In smaller organizations, facilities can manage rapid operational changes by phone; but, in larger urgent care groups, manual processes can be time-consuming when there are deadlines to meet, shifts to fill, and the possibility of staff being unavailable due to illness and self-quarantine.
Therefore, it can be beneficial for larger urgent care groups to implement a messaging platform with a polling module. This can save organizations a considerable amount of time and money alerting staff to a change of schedule, a change of workplace, and/or a change of duties.
When an organization implements a messaging solution, the platform is populated by synchronizing its contact database with an existing database. Staff can then be segmented into an unlimited number of groups and subgroups according to their role, location, or other attribute.

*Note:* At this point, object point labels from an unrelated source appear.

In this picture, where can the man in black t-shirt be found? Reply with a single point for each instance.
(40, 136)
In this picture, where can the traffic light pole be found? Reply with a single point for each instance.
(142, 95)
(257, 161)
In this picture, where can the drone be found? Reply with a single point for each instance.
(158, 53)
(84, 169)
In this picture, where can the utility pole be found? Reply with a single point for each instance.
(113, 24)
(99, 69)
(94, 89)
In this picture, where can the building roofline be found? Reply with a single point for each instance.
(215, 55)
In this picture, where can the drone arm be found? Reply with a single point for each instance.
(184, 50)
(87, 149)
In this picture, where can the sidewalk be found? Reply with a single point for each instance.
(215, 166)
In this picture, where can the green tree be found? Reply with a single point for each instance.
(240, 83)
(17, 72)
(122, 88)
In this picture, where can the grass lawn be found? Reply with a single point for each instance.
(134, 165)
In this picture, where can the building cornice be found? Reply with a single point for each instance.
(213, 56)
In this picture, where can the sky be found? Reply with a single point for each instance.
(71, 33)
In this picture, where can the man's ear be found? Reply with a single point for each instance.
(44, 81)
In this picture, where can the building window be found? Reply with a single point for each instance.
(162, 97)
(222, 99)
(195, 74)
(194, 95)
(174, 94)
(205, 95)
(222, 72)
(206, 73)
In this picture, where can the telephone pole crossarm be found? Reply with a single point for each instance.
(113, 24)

Then, should there be a rapid organizational change - let's say Facility A is temporarily closing and its staff being relocated to Facility B - managers can send a single group message to staff scheduled to work in Facility A advising them of the change in schedule.

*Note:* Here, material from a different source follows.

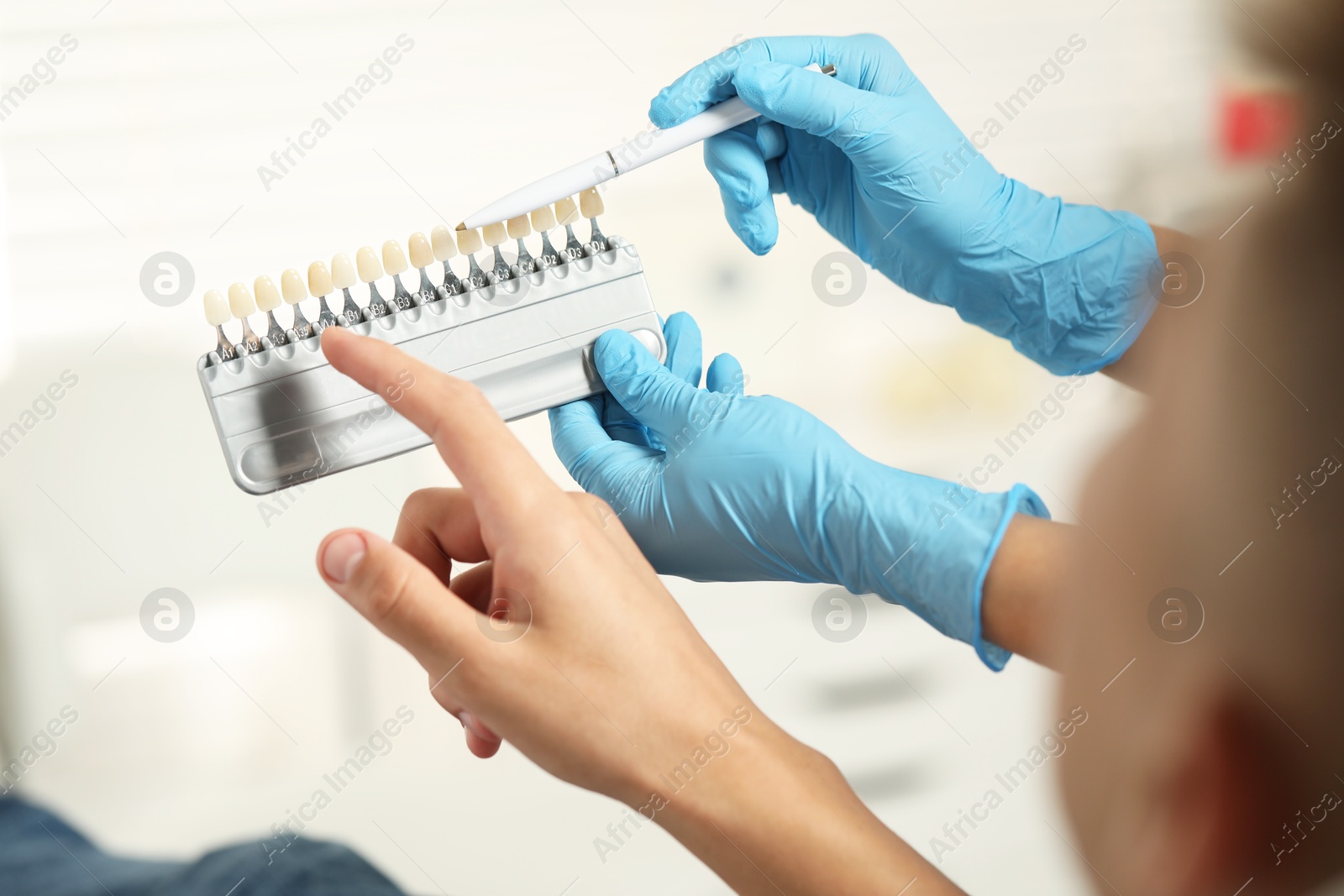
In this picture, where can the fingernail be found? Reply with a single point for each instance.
(470, 723)
(343, 553)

The polling module sends the message in a question and answer format so staff from Facility A have to respond and indicate that they have received and understood the message. The polling module also provides the opportunity for staff from Facility A to alert managers they are unable to work in Facility B.

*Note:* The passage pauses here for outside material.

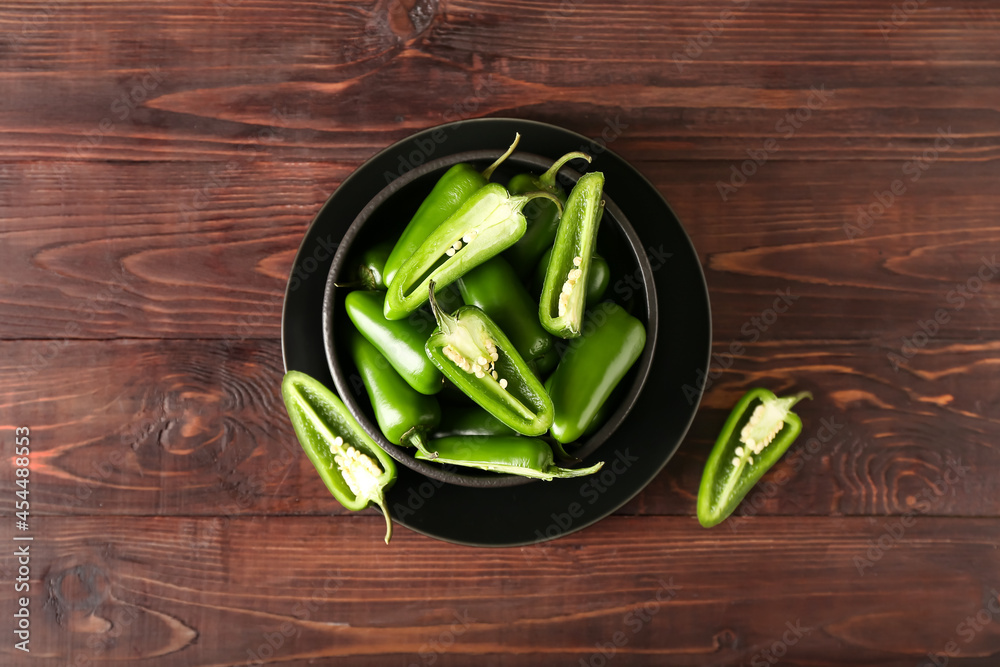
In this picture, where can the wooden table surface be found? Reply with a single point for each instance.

An example of how this works is:
Q: Facility A will be closed tomorrow and staff are requested to attend Facility B. Please indicate your availability to work in Facility B tomorrow by selecting one of the following options.
The platform collects and collates the responses so managers know if any staff member has not received the message about the change of location (in which case they need to be contacted manually). Managers are also alerted to staff members who need transport organized or who are unable to work.
In cases where an unwell or self-quarantining staff member results in a vacant shift that needs to be urgently filled, managers can send a further group message to staff with the same qualifications or skills who are not scheduled to be working in order to solicit their availability to fill the vacant shift.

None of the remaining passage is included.